Breaking News
light_mode
Home » Opini » Menjaga Wibawa Peradilan Dari Jeratan Suap

Menjaga Wibawa Peradilan Dari Jeratan Suap

  • account_circle Dr. Bachtiar
  • calendar_month Ming, 4 Mei 2025
  • visibility 150
  • comment 0 comment

Tegarnews.co.id-Jakarta 05 Mai 2025| Penetapan empat oknum hakim sebagai tersangka dalam kasus dugaan suap terkait putusan lepas dalam perkara korupsi ekspor minyak sawit adalah alarm keras bagi dunia peradilan Indonesia.

Perkara ini bukan hanya menyangkut pelanggaran hukum pidana, tetapi juga meruntuhkan marwah kekuasaan kehakiman sebagai cabang kekuasaan negara yang seharusnya menjunjung tinggi prinsip keadilan dan integritas.

Dalam kerangka konstitusi, Pasal 24 UUD NRI Tahun 1945 menegaskan bahwa kekuasaan kehakiman bersifat independen, bertugas menegakkan hukum dan keadilan. Akan tetapi, independensi tersebut tidak boleh dimaknai sebagai kebebasan tanpa pengawasan. Justru karena peran vital hakim dalam menentukan nasib hukum seseorang atau badan hukum, pengawasan terhadap etika, perilaku, dan independensi mereka harus dilakukan secara ketat, menyeluruh, dan berkelanjutan.

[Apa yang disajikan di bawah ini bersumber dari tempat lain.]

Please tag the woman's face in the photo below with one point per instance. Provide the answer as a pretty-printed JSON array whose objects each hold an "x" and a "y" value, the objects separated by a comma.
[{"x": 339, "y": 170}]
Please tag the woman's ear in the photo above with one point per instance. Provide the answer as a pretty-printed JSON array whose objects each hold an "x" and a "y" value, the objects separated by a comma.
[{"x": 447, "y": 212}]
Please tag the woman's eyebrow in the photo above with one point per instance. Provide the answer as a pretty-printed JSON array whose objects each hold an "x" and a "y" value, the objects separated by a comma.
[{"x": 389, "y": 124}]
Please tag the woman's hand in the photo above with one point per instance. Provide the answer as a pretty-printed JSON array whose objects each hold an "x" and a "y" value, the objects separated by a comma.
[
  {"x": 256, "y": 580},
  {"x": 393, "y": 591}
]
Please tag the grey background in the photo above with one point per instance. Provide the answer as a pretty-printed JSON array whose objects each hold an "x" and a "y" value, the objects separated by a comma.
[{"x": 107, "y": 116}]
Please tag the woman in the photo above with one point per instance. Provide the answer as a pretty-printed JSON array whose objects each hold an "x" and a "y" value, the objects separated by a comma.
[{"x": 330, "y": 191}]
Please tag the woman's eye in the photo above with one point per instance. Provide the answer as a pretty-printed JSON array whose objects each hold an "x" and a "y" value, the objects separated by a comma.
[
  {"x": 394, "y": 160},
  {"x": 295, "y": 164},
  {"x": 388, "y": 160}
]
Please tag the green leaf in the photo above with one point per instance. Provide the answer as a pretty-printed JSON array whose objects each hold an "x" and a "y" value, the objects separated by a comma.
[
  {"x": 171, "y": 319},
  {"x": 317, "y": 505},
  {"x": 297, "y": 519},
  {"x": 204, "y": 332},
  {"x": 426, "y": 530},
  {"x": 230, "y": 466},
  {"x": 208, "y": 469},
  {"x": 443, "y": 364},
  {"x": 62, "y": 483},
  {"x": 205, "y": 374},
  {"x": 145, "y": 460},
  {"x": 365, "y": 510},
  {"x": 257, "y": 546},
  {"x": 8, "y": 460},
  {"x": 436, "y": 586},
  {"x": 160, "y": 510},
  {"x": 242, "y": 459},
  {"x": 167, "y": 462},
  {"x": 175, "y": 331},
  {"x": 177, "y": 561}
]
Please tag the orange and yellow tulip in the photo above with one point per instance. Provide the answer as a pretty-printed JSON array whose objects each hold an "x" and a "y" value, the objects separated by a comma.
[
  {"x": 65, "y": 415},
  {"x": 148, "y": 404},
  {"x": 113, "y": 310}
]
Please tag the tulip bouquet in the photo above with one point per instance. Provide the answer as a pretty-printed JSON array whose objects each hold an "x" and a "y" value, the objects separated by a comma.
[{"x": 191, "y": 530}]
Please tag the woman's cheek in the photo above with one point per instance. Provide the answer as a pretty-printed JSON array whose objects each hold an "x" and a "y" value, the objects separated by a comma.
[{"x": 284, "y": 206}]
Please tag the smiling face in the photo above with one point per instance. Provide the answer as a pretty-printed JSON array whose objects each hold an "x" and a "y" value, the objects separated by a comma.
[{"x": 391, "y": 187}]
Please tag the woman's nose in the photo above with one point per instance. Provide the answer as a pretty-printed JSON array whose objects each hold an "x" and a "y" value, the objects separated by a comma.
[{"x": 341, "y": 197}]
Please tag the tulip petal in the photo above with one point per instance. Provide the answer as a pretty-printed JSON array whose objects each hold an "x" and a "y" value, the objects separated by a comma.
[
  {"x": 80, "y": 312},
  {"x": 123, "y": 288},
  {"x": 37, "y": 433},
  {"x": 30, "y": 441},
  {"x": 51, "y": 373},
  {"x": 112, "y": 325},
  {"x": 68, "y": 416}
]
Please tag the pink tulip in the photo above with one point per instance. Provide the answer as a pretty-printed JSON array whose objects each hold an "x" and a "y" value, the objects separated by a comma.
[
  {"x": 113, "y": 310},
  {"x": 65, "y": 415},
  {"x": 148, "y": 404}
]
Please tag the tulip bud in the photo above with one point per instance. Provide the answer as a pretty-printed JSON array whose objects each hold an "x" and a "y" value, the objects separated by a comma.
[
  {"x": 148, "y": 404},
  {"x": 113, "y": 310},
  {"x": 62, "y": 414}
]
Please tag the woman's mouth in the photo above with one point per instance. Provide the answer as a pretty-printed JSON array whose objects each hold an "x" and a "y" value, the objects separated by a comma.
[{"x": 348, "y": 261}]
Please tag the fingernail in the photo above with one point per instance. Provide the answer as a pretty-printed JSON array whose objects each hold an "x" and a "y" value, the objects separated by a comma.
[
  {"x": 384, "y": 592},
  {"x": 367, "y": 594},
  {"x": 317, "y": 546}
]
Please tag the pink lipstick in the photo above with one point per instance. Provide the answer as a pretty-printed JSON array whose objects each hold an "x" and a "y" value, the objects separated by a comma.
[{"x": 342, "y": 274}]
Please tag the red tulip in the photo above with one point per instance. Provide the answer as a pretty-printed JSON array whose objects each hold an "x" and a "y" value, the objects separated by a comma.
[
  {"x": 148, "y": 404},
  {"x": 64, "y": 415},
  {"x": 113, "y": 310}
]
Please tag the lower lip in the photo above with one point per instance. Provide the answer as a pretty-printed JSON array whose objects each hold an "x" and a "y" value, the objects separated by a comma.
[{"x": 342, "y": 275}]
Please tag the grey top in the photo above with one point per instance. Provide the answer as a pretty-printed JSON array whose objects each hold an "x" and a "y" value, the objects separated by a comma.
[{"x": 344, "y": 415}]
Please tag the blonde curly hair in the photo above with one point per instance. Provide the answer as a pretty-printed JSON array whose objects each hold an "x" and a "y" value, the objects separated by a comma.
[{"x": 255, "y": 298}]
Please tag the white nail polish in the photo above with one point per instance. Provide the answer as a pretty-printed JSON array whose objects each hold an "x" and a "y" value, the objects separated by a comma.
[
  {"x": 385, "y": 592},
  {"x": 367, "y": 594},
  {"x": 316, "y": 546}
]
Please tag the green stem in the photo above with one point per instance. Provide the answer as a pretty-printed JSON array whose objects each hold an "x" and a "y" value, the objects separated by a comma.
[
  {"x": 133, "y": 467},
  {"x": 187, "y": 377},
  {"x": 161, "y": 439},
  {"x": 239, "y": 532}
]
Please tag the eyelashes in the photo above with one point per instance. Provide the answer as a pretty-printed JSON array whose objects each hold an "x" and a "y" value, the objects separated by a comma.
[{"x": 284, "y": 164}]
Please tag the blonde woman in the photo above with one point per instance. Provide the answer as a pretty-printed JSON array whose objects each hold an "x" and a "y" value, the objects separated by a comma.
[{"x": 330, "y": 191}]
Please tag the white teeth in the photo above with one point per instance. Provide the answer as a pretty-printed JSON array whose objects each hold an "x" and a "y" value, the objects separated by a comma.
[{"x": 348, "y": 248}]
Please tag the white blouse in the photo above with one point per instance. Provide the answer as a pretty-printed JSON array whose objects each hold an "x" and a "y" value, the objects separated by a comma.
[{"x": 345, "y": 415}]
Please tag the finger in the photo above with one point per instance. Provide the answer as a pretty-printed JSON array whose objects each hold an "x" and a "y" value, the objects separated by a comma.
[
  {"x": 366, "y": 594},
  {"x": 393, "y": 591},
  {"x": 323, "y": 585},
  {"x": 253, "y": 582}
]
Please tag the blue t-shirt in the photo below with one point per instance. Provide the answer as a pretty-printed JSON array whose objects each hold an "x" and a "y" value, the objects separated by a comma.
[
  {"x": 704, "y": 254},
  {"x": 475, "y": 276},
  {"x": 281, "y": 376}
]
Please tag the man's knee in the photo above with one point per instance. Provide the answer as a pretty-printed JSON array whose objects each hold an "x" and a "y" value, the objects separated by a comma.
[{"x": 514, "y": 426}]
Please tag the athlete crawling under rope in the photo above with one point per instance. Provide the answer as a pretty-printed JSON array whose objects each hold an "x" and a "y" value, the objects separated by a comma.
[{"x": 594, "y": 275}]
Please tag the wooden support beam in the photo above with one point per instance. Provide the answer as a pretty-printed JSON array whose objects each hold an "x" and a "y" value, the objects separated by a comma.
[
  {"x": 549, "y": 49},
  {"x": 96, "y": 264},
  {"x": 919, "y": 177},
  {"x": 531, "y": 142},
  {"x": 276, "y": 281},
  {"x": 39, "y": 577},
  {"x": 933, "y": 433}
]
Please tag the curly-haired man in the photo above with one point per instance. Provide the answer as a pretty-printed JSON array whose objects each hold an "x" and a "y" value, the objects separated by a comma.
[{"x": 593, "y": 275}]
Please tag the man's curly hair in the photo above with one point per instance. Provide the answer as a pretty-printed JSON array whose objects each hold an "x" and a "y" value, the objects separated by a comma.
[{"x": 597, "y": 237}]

Jika integritas hakim ternoda oleh praktik suap, maka yang rusak bukan hanya perkara yang mereka tangani, melainkan kepercayaan publik terhadap seluruh sistem peradilan.

Putusan lepas (vrijspraak) dalam kasus korupsi bukan hal yang dilarang secara hukum, namun ketika muncul dalam situasi yang tidak transparan dan disertai indikasi suap, maka perlu diwaspadai sebagai bentuk rekayasa hukum. Kita tidak boleh membiarkan hukum dijadikan komoditas.

Apalagi jika transaksi tersebut melibatkan elit penegak hukum dan pengacara dalam jejaring korup yang terstruktur. Ini bisa menimbulkan preseden buruk dan mengirimkan pesan negatif bahwa keadilan bisa dinegosiasikan.

Peristiwa ini menunjukkan bahwa betapa lemahnya sistem pengawasan yang ada saat ini. Komisi Yudisial yang seharusnya menjadi garda terdepan dalam pengawasan etik hakim masih terbatas kewenangannya, sementara Mahkamah Agung terlalu tertutup dalam hal akuntabilitas internal.

Hal ini terungkap misalnya dalam riset dari Lembaga Kajian dan Advokasi Independensi Peradilan (LeIP) yang mencatat bahwa salah satu problem utama peradilan di Indonesia adalah lemahnya kontrol terhadap integritas hakim yang cenderung tertutup dan bersifat korporatis.

Selain itu, Transparency International Indonesia (TII) dalam laporannya menempatkan sektor peradilan sebagai salah satu lembaga negara dengan tingkat kepercayaan publik yang stagnan akibat rendahnya transparansi dan akuntabilitas internal.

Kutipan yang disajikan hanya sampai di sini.